States could respond by enacting their own statutes treating advanced telecommunications as a common carrier utility, imposing universal service mandates barring neighborhood redlining and imposing rate regulation in order to ensure access and affordability and promote digital equity. While providers would claim universal service mandates impose cost burdens they cannot bear, states could point to state and federal subsidies they’ve received to build infrastructure in support of these goals.

Uncertainty and delay could also prompt states to act since litigation over the FCC Title II rules could take several years to be fully adjudicated up to the U.S. Supreme Court. The case would require the high court to review its 2005 ruling in Brand X Internet Services, et al. 545 US 967 (2005) wherein the court upheld the FCC's regulatory authority under the Chevron doctrine of judicial deference to administrative agency interpretation of statutory law. Brand X, however, could be undermined if the Supreme Court discards the Chevron doctrine in a case argued earlier this year, Loper Bright Enterprises v. Raimondo, bolstering the claim by providers that a Title II regulatory scheme making advanced telecommunications a common carrier utility is a major public policy issue within the purview of Congress and not administrative agencies.

Friday, May 24, 2024

ROI challenge delayed America’s modernization of copper to fiber in 1990s. It persists in the present as demand drives crisis of access and affordability.

While copper lines account for just 5 per cent of networks in the US, Sambar noted a single copper line must be maintained all the way out to a customer’s location. There could be thousands of copper lines sheathed at a central office, which need to be maintained to serve the customer who is miles away with the single line.

The copper lines also require massive switches in central offices to provide voice services, which Sambar explained use eight to ten times the amount of energy as a server. AT&T could replace the switches with two servers in a central office, which would cut down on the energy cost, but the servers will need software, installation and rewriting all the systems that were written in the 1960s or 1970s. All of which will cost more than keeping the switches.

“The payback period is 15, 16, 18 years long so it’s not economical to do it,” Sambar said.

https://www.mobileworldlive.com/att/att-makes-case-against-keeping-copper/

The long-term ROI issue AT&T’s network chief Chris Sambar raises was as relevant in the 1990s during the Clinton administration as it is today. Had telecom policymakers done a diligent job of assessing the costs and economics, they would have asked if investor owned telcos like AT&T that must generate returns on investment over relatively short periods were up to timely modernizing the legacy POTS copper outside plant to fiber and installing optical switches in COs and field distribution equipment. Timely as by the late 2000s.

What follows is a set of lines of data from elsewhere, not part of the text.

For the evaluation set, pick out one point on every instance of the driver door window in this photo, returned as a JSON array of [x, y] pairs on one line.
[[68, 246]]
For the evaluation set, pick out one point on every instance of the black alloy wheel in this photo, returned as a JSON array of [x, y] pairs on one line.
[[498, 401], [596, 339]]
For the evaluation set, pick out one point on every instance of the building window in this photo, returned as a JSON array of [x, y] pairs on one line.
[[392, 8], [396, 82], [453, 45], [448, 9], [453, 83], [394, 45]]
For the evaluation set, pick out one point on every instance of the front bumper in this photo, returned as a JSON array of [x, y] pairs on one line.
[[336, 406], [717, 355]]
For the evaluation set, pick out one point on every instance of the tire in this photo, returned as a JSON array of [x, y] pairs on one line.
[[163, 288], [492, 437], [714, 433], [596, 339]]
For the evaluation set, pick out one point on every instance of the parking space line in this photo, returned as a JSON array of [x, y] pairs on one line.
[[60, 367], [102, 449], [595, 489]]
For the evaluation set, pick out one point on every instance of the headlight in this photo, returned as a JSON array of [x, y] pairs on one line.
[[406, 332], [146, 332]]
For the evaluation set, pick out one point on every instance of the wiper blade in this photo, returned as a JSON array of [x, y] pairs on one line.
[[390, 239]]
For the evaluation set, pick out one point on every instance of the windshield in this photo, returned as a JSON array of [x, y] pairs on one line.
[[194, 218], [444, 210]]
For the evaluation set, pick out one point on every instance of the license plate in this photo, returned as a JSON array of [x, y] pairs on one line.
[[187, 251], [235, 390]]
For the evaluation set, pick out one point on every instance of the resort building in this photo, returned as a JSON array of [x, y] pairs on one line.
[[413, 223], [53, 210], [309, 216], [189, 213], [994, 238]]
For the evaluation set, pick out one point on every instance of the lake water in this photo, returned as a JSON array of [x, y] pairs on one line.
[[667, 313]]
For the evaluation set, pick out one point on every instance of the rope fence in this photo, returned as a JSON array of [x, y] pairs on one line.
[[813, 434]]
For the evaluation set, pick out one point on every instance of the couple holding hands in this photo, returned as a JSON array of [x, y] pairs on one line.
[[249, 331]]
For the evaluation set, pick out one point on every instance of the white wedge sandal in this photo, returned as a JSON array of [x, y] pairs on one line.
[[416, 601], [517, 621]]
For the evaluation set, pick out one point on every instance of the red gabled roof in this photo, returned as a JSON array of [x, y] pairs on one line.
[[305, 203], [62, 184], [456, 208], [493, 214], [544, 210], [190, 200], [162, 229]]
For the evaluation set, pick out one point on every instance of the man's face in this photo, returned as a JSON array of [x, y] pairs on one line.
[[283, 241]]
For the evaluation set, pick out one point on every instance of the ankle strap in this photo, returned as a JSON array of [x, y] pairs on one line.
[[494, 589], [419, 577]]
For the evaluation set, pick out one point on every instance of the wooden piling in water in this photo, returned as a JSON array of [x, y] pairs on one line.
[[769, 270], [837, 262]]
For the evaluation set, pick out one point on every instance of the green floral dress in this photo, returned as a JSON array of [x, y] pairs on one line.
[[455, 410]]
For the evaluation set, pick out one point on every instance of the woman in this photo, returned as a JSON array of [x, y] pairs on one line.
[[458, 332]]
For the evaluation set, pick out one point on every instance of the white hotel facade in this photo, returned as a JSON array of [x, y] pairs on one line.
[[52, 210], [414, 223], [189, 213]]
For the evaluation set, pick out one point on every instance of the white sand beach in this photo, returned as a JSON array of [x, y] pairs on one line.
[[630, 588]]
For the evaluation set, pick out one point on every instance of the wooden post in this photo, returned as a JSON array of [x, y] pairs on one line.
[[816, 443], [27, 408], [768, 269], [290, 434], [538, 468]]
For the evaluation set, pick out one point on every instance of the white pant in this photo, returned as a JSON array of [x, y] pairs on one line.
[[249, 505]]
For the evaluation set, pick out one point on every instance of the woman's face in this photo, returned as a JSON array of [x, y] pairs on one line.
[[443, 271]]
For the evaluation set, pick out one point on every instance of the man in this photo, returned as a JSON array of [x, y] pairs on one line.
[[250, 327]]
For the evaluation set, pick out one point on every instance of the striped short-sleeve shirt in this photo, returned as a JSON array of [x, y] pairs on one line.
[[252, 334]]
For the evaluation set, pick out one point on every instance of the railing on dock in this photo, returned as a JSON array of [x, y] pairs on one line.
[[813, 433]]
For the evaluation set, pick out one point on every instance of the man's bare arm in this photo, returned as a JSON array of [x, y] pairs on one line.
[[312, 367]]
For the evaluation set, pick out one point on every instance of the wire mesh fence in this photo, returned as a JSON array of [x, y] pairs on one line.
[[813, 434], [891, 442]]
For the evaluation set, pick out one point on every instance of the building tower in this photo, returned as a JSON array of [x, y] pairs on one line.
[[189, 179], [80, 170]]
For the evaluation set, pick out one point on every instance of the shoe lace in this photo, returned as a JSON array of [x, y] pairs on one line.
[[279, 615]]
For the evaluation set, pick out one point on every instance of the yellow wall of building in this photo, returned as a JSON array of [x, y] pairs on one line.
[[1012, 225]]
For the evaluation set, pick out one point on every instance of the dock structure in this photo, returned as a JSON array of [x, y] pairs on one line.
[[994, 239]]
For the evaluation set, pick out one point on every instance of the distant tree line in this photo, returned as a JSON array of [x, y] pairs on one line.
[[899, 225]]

And if it was determined telcos were not, then alternatives such as public and utility cooperative ownership -- that the Biden administration noted in its original 2021 infrastructure bill don’t face the additional cost burden of earning shareholder profits -- should have been developed. None were.

Telcos were left to deploying now obsolete DSL technology over decades old copper. Given the Biden administration’s recent assessment of the merits of the public and utility coop models and the ongoing ROI challenge facing investor-owned providers, the conditions for developing those alternatives remain in place today.